No other choral work in existence has enjoyed such enduring popularity, nor so many performances. In music simple enough to be performed in any small-town church, yet magnificent enough to inspire the souls of millions around the world, Handel created a work that celebrates all that is good in Christ and the world. It is the only work for which Handel is remembered by most people; yet the indelible stamp it has left on the collective spirit of Protestant religion guarantees immortality to its author.

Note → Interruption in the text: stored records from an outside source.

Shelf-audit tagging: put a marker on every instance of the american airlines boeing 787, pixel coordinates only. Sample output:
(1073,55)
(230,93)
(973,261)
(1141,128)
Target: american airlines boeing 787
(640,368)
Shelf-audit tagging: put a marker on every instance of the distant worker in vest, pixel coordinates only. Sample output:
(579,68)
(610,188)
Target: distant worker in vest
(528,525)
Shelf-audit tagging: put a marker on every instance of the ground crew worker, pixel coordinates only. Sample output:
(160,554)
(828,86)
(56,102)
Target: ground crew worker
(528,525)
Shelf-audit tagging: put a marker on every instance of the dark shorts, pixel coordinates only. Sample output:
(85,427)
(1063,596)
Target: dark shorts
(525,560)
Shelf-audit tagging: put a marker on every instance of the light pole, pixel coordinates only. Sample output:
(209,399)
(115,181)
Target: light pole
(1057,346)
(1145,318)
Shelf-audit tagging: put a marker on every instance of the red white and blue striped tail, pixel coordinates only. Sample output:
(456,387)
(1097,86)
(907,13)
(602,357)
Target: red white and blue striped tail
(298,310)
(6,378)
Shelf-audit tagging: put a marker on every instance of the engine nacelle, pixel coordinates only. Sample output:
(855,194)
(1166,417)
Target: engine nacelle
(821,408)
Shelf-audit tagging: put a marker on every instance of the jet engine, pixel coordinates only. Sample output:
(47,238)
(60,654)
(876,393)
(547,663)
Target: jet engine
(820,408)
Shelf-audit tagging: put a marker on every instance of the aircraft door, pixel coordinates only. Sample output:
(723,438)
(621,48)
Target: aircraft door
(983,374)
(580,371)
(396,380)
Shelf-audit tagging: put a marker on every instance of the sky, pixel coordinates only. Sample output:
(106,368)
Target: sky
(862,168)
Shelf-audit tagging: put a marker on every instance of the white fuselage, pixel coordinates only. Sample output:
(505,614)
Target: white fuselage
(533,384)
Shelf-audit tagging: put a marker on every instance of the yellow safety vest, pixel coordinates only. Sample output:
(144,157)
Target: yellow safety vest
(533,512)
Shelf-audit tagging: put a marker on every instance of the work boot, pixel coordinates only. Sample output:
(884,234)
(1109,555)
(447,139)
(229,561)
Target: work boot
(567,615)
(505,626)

Handel chose to tackle this immense challenge at a time in his life when his fortunes were down. He had fallen from vogue in London, and the reception to some of his most recent works had been cool. Handel chose the subject for his new oratorio on his own, and turned to the poet Charles Jennens for assistance in compiling the texts. That Handel worked with a poet to assemble the libretto for Messiah is scarcely evident in the texts themselves; for the words are made up of essentially unaltered verses from the English Bible.

“Posterity has agreed that Jennens’ masterly selection of texts constitutes a work of art in itself,” notes historian Robert Manson Myers. “Its rich imagery and concrete symbolism create a felicitous combination of the grand, the poetic, and the passionate upon a plane of almost prophetic elevation.”

With Jennens’ Biblical excerpts assembled, Handel began composing his new oratorio on Saturday, August 22, 1741. For more than three weeks, he remained in his study, writing. The Messiah was completed on September 14. “Whether I was in my body or out of my body as I wrote it I know not,” Handel supposedly declared later. “I did think I did see all Heaven before me, and the great God himself.”

From the glorious notes that Handel assembled on paper in those twenty-four days, it is easy to assume that his inspiration was indeed divine. Jennens’ libretto speaks to every shade of Christian devotional sentiment: piety, resignation, repentance, faith, and exultation. Handel, in setting the texts to music, amplified and connected these sentiments into an epitome of Christian belief. An examination of the original score reveals that Handel wrote in fits, so quickly that his pen was sometimes unable to keep pace with his imagination. In those scrawled marks can be seen the methods of a man driven to the brink of his own powers, a scribe racing to document the profound revelations that struck him like a bolt from heaven.

Still, Handel himself must be credited wholly for this composition. After all, several numbers in Messiah were built on melodies borrowed from earlier, lesser works by the composer. And, in his often-curious accentuation of the English words, Handel reveals his origins as a non-native speaker.

Moreover, much of the oratorio’s appeal comes from its less-than-didactic elements. “Handel’s all-embracing sympathy for every manifestation of human energy elevates Messiah far above dogmatic creeds and makes it the common property of all mankind,” writes Robert Manson Myers.

Soon after Handel completed Messiah, he was invited to Dublin by the aristocratic patron William Cavendish. There, the composer was welcomed by an eager musical public, and soon arranged to present Messiah at a benefit concert for war prisoners and a local hospital. The premiere was a major public event, and the reaction of the assembled throngs was appropriately enthusiastic. “Words are wanting to express the exquisite Delight it [Messiah] afforded to the admiring crowd,” wrote a critic in the Falkland Journal, several days after the premiere. “The Sublime, the Grand, and the Tender, adapted to the most elevated, majestick and moving Words, conspired to transport and charm the ravished Heart and Ear.”

The conspiracy revealed on that day became a world-wide phenomenon in a matter of years; and ever since, Messiah has occupied an exalted position in art and history.